Драмарецька, діалог 5


1 Hey, Beth, I saw you running across campus this morning. What was the hurry?
2 Oh, hi, Ted. I do this every morning I'm on campus, this morning was nothing unusual!
1 You go running across the campus every morning just for fun?
2 Oh, I'm not running for fun. I have to do that. It's the only way I can get to class on time.
1 You have two classes on a row that are on upside sides of the campus?
2 Oh, it's much worse than that.
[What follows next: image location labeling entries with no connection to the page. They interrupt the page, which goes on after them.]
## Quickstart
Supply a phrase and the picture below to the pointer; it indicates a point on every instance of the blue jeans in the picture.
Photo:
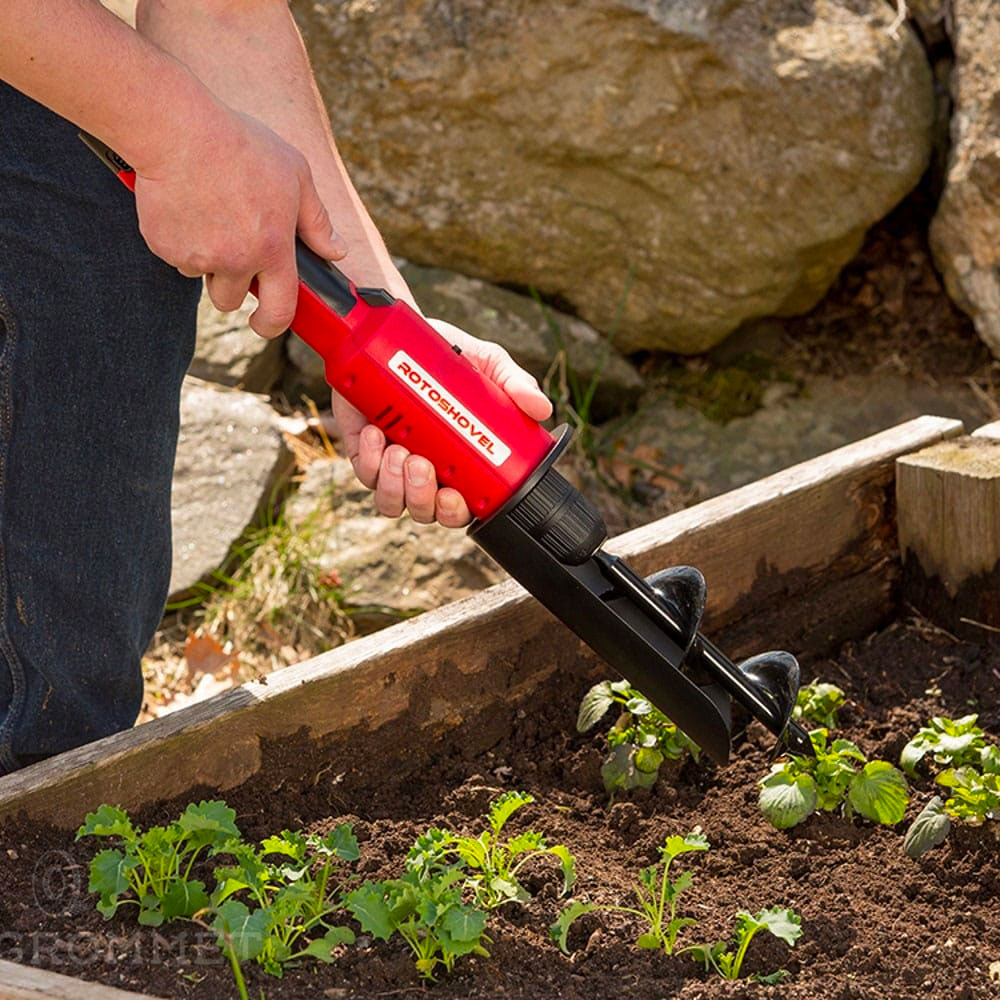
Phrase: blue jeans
(95, 336)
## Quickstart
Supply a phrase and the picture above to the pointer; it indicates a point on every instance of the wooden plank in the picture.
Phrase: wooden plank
(948, 503)
(21, 982)
(761, 547)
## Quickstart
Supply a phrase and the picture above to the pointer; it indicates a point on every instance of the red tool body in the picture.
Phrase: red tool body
(396, 369)
(404, 377)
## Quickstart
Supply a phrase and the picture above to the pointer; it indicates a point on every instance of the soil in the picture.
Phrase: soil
(875, 924)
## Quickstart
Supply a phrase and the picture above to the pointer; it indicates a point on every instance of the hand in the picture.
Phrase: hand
(231, 212)
(404, 481)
I have four classes in a row. And I seem to have managed to choose four classes with one in each of the four corners of campus. So, everyday I end up running from the first class to the second and from the second class to the third and from the third class to the last one.
1 Why on earth did you schedule your classes that way?
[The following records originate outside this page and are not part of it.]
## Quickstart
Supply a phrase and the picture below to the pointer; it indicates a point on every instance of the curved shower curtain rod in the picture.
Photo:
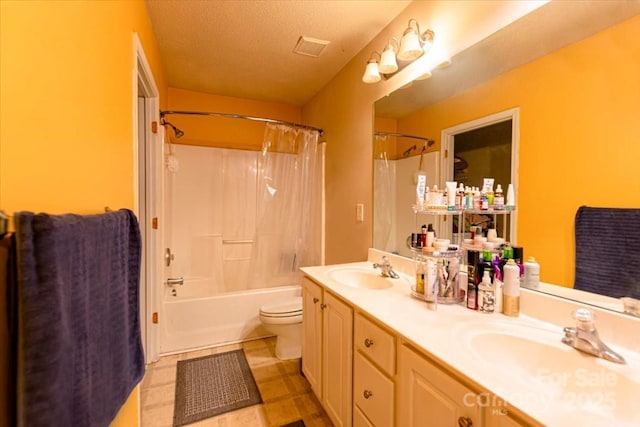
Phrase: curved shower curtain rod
(240, 116)
(429, 141)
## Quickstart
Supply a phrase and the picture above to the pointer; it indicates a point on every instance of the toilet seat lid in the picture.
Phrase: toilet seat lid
(286, 308)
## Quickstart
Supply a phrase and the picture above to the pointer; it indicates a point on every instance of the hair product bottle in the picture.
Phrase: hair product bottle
(511, 290)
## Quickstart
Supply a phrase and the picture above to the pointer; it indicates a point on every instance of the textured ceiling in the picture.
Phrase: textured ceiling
(548, 28)
(245, 48)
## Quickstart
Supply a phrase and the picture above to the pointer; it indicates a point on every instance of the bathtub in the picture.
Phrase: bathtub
(188, 322)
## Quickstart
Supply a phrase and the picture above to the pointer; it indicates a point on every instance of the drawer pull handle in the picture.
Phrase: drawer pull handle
(465, 422)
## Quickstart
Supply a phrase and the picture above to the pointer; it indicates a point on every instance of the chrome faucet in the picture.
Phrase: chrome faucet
(584, 337)
(385, 268)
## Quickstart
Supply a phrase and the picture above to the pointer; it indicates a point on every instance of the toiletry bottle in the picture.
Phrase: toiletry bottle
(420, 278)
(476, 198)
(511, 290)
(510, 203)
(490, 198)
(486, 295)
(431, 235)
(497, 285)
(420, 190)
(468, 197)
(498, 199)
(460, 198)
(532, 273)
(473, 261)
(431, 281)
(518, 257)
(484, 202)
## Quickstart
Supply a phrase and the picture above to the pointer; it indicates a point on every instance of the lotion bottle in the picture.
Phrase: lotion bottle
(511, 290)
(486, 294)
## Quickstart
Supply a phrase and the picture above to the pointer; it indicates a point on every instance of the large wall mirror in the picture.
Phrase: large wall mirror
(570, 71)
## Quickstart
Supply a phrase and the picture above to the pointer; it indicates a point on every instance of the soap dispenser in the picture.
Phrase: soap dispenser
(511, 304)
(486, 294)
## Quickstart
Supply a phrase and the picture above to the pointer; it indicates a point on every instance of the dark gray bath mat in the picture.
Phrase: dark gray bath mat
(212, 385)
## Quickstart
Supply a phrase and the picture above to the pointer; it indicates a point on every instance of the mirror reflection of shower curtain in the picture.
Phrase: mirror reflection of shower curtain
(383, 197)
(287, 201)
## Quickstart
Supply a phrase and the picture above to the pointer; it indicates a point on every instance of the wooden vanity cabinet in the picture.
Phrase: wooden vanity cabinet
(364, 375)
(429, 396)
(373, 370)
(327, 350)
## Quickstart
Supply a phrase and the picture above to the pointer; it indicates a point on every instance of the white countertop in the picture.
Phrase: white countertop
(445, 334)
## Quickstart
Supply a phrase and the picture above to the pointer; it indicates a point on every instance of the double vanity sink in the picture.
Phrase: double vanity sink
(521, 360)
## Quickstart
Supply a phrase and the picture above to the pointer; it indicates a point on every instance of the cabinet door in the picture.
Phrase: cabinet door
(428, 396)
(337, 351)
(312, 335)
(372, 392)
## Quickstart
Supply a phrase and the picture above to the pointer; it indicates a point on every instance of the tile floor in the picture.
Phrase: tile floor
(286, 394)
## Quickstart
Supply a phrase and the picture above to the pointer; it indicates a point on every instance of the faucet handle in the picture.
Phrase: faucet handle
(585, 319)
2 It sounded like a good idea when I scheduled my classes. I thought it was a good idea to bunch my classes together. I have classes at 8 o'clock in the morning, at 9 o'clock. 10 o'clock and at 11 o'clock Monday through Thursday it means that I'm finished with all of my classes by noon.
1 But it's not working out for you, is it?
2 No, it's not. I can't get from one class to the next without running because the classes are so far apart and even though I move pretty quickly from class to class I'm still usually late to each class. Here I thought I was making such a great schedule for myself when I selected these classes. I mean it does sound nice to have all of my classes in the morning four days a week, doesn't it ?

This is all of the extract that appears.